2018 has surprised many investors with a change in focus from economic growth and increased earnings from tax cuts to an emphasis on volatility repricing.  Most equity factor and sector styles generated negative returns for the first quarter with the only exception being emerging markets and growth. The only positive price-based signals are within the growth sector.












Equity sectors were also generally negative with technology and consumer discretionary as the only two sectors that have generated year to date positive returns. Our moving average and breakout signals only show positive signals in utilities and real estate as bond markets rallied in the second half of the month.











Country equity ETFs showed some large dislocations with Brazil, Taiwan, and Italy being strong performers. Canada and Australia were negative outliers with poor performance. Surprisingly, the best potential trends are with strong global trade countries such as Mexico, South Korea, and Taiwan.

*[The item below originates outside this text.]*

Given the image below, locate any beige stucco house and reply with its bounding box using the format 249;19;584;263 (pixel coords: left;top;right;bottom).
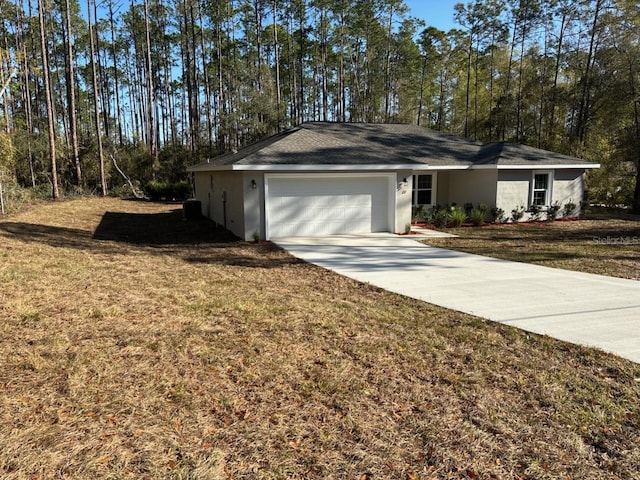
189;122;599;240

Bond sectors in March showed a strong turnaround in performance relative to last month. Most of the moving average and breakout indicators point to strong bond returns; nevertheless, long duration and credit have underperformed in the first quarter and the only positive sector for the year has been developed international bonds.










The first quarter of the year has generated poor return performance across all asset classes as higher volatility forced a repricing of risk by investors. Markets are seeing a rotation from risky assets to less risky with bonds looking more attractive this month.